The Claiming of the Sleeping Beauty donne à voir un éventail assez systématique des pratiques "humiliantes." À ceux et celles qui se demanderaient encore comment on fait pour faire rougir une fille, Anne Rice offre plusieurs réponses: être nue et exposée, éprouver du désir et du plaisir dans un contexte socialement inacceptable et pire, donner à voir une abondante manifestation physique, être ravalée au rang d’objet dénué de pensée, être corrigée à coups de gifles et de paddle et être offerte n’en sont que quelques exemples.
Le dernier m’a donné matière à réflexion. Beauté, en particulier lors d’une conversation avec un autre esclave appelé Prince Alexi, essaie de quantifier et de comparer l’humiliation ressentie lorsqu’elle a été corrigée devant de rustres fermiers à celle éprouvée face à la noblesse du Palais de la Reinte ou encore, sous le regard d’Alexi qui fait battre son coeur. Est-il pire d’être humilité par plus bas que soi, par plus haut, ou aux yeux de celui qu’on aime? Une question bien embêtante, je dois l’avouer.
Être humiliée par plus "bas" que soi, c’est être délogée de son piedestal, ramené à un endroit qu’on a peut être tout fait pour échapper. Je suis mal à l’aise avec la connotation un peu élitiste de "plus bas"; par là, je veux simplement dire, pour lequel on n’éprouve pas d’admiration et par rapport auquel on se sent une forme ou une autre de supériorité. Chez moi, un fantasme d’humiliation pourrait prendre la forme d’une interaction forcée avec un grossier ignorant et manipulateur.
Être humiliée par plus "haut" que soi, c’est ressentir son imperfection jusqu’au plus profond de sa chair… Pas facile pour une perfectionniste qui tend à exceller en toute chose; l’encoche à l’égo fait peut-être d’ailleurs partie de l’humiliation. C’est à cette enseigne que loge mon grand fantasme de soumission: Celui qui me domine doit inspirer le respect, être mon égal ou mon supérieur intellectuel, et très certainement, un guide dont j’apprécie la sagesse et le regard sur la vie.

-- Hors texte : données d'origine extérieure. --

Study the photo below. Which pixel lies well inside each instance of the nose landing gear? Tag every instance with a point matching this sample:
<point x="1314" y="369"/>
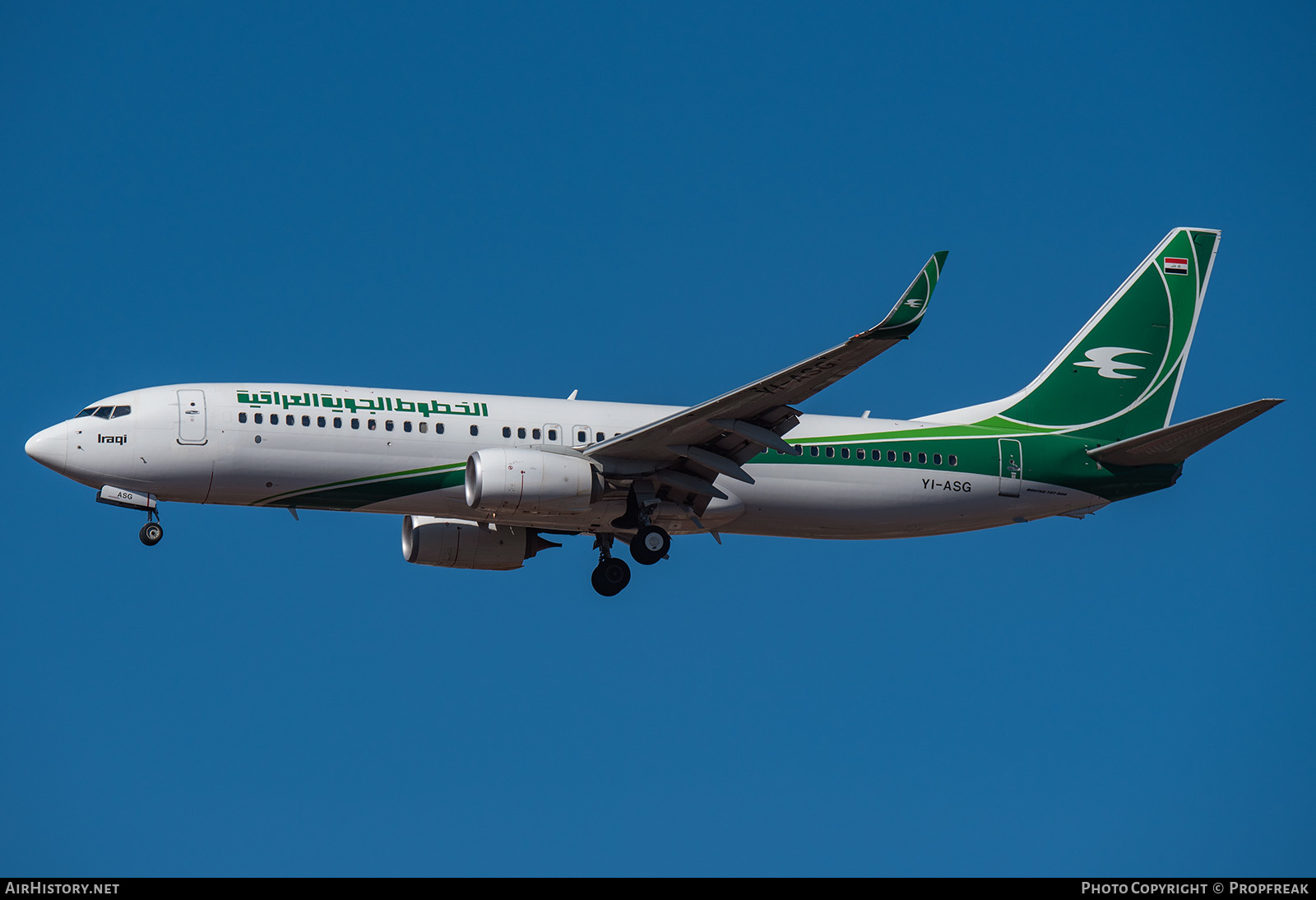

Enfin, être humiliée aux yeux de celui qu’on aime et qui nous aime en retour… Étrangement, cette forme d’humiliation m’échappe de plus en plus, car plus j’aime Janus et plus le sentiment d’être humiliée disparaît au profit d’une joyeuse complicité, un laisser-aller dans les sensations que nous nous procurons mutuellement. L’humiliation présume une face à préserver, une image à défendre, or la relation amoureuse permet de dépasser cette image, ou plutôt, à incorporer sa négociation au travers du lien. Est-ce à dire que l’humiliation disparaît d’une relation où la confiance envers l’autre est totale? Le futur nous le dira bien.
Pour ce qui est de Beauté et d’Alexi, ils concluent à l’inverse que les formes d’humiliation sont infinies et que s’il est possible de s’habituer à une configuration, un esprit véritablement sadique parviendra bien à en trouver une nouvelle pour la remplacer. Il faut dire que leur esclavage n’a rien à voir avec l’amour.

ça me donne une idée, enfin ça me donne un souvenir … C’est encore une fois magistral en tous cas !!